Segundo Costa (2002): As calamidades que afetaram os abastecimentos (especialmente os anos muitos chuvosos a partir de 1309 e depois nos anos 1315-1317), as sucessivas guerras (com suas pilhagens e incêndios de colheitas), a Grande Peste de 1348 e 1349, o consequente despovoamento dos campos e a restrição dos espaços cultivados (DUBY, 1988, vol. II: 161-178) afetaram a crise das ordens no ano de 1358, e, especialmente, a imagem que o camponês tinha do pacto social e da nobreza como um todo.

Com as derrotas francesas na Guerra dos Cem Anos, o cativeiro do rei João II (1350 – 1364) na Inglaterra após a derrota na Batalha de Poitiers (1356), demonstrado uma falta de capacidade dos cavaleiros em proteger o rei, já que isso era uma das únicas coisas que justificava o fato de possuírem riquezas, os primeiros Estados Gerais na França foram convocados em 1355 e 1358 para pagar o resgate do rei. Após um levante burguês, em 1382 os camponeses se subelevam. Começou a Revolta dos Jacqueries. “A principal motivação dos jacques era o extermínio puro e simples da nobreza, ou, nas palavras de Froissart, ‘destruir a todos os gentis-homens e nobres do mundo para que não restasse ninguém’” (COSTA, 2002).    

Marcada pela brutalidade, a revolta dos Jacques não conseguiu diminuir as exigências senhoris, mas seu líder Guilherme Carle e seus membros foram mortos. Algo semelhante a aconteceu um ano antes na Inglaterra na Revolta de Tyler em 1381 quando um oficial real, John Brampton tentou cobrar um imposto por cabeça não pago em Bretwood, no Condado de Essex, o que gerou uma grande reação por parte dos camponeses e dos artesãos urbanos. Os rebeldes entraram em Londres e a revolta se expandiu para Leste, mas foi rapidamente sufucoda por oficiais do rei, todavia, ao contrário dos jacqueries, a reforma fiscal foi interrompida na Inglaterra e a instituição da servidão começou a declinar por razões econômicas.                                      

Anos mais tarde ocorreria na Galiza, uma guerra civil, devido às proporções que tomou, entre servos, membros da baixa nobreza, moradores das cidades e a monarquia, a alta nobreza e parte do clero. Os motivos foram especialmente a forma cruel de tratamento dos senhores mais a união dinástica entre os reinos de Leão e Castela que contribuíram para importância da região e do trabalho lá desenvolvido que não era reconhecido pelos senhores de terra. Apesar de mais de 130 castelos e fortificações serem destruídos, em 1469 houve um contra-ataque feudal que acabou por dar fim à Revolta Irmandinha.

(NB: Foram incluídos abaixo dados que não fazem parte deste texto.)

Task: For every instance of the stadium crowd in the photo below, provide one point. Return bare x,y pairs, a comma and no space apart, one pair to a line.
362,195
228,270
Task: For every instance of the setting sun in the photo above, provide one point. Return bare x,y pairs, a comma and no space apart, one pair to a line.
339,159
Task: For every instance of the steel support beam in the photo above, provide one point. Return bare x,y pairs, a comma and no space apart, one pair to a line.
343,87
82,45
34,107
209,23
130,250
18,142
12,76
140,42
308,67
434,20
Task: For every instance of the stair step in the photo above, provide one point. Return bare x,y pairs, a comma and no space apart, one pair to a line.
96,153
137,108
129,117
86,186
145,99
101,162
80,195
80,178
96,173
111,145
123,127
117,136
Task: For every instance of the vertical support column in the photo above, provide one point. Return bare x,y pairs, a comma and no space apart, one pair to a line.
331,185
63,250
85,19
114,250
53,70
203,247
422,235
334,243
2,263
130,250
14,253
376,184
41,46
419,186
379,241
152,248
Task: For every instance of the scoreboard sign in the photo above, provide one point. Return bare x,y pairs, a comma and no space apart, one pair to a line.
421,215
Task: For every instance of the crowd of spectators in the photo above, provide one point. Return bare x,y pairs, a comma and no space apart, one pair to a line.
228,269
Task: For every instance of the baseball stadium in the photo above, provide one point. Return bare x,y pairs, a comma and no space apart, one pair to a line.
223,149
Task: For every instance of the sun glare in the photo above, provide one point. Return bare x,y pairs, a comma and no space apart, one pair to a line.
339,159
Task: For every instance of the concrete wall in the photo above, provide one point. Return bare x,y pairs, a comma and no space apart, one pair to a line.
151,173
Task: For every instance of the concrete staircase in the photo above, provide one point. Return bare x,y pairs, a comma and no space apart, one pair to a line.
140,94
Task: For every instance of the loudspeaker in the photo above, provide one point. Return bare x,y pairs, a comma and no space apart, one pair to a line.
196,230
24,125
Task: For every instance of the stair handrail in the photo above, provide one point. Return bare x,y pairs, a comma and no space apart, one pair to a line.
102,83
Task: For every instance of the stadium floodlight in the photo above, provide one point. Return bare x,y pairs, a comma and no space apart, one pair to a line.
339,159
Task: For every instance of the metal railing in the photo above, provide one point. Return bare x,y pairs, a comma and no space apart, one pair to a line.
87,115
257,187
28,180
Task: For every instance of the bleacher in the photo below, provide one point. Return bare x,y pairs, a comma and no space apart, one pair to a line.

Castelo de Sandiás, província de Qurense, na Galiza

O resultado foi um enorme número de mortos de ambos os lados ao mesmo tempo em que ruiam as estruturas da organização feudal. Agora a terra podia ser comprada, vendida e trocada livremente como qualquer outra mercadoria. Não era mais estática e imutável. Por mais resistências e lutas, a Idade Média estava dando os seus últimos suspiros, ou melhor, como: 

[…] numa composição em que morte e vida, novo e antigo, se entrecruzam e se fecundam, o brilho ‘púrpura e ouro’ do Renascimento se transformou naquele de um sol poente, em que os tons crepusculares do outono medieval se misturaram aos tons alvorais da primavera renascentista, a ponto de se confundirem como verso e reverso de um mesmo processo (DAMAS apud., HUIZINGA, 2021, p. 11).

Referências

COSTA, Ricardo da In: CHEVITARESE, André (org.). O campesinato na História. Rio de Janeiro: Relume Dumará / FAPERJ, 2002, p. 97-115

HUBERMAN, Leo. História da Riqueza do Homem. 21°ed. Tradução de Waltensir Dutra. Rio de Janeiro: LTC, 1986.

HUIZINGA, Johan. O outono da Idade Média. Tradução de Francis P. Janssen. Introdução de Naiara Damas. Posfácio de Anton Van Der Lem. São Paulo: Penguin, 2021.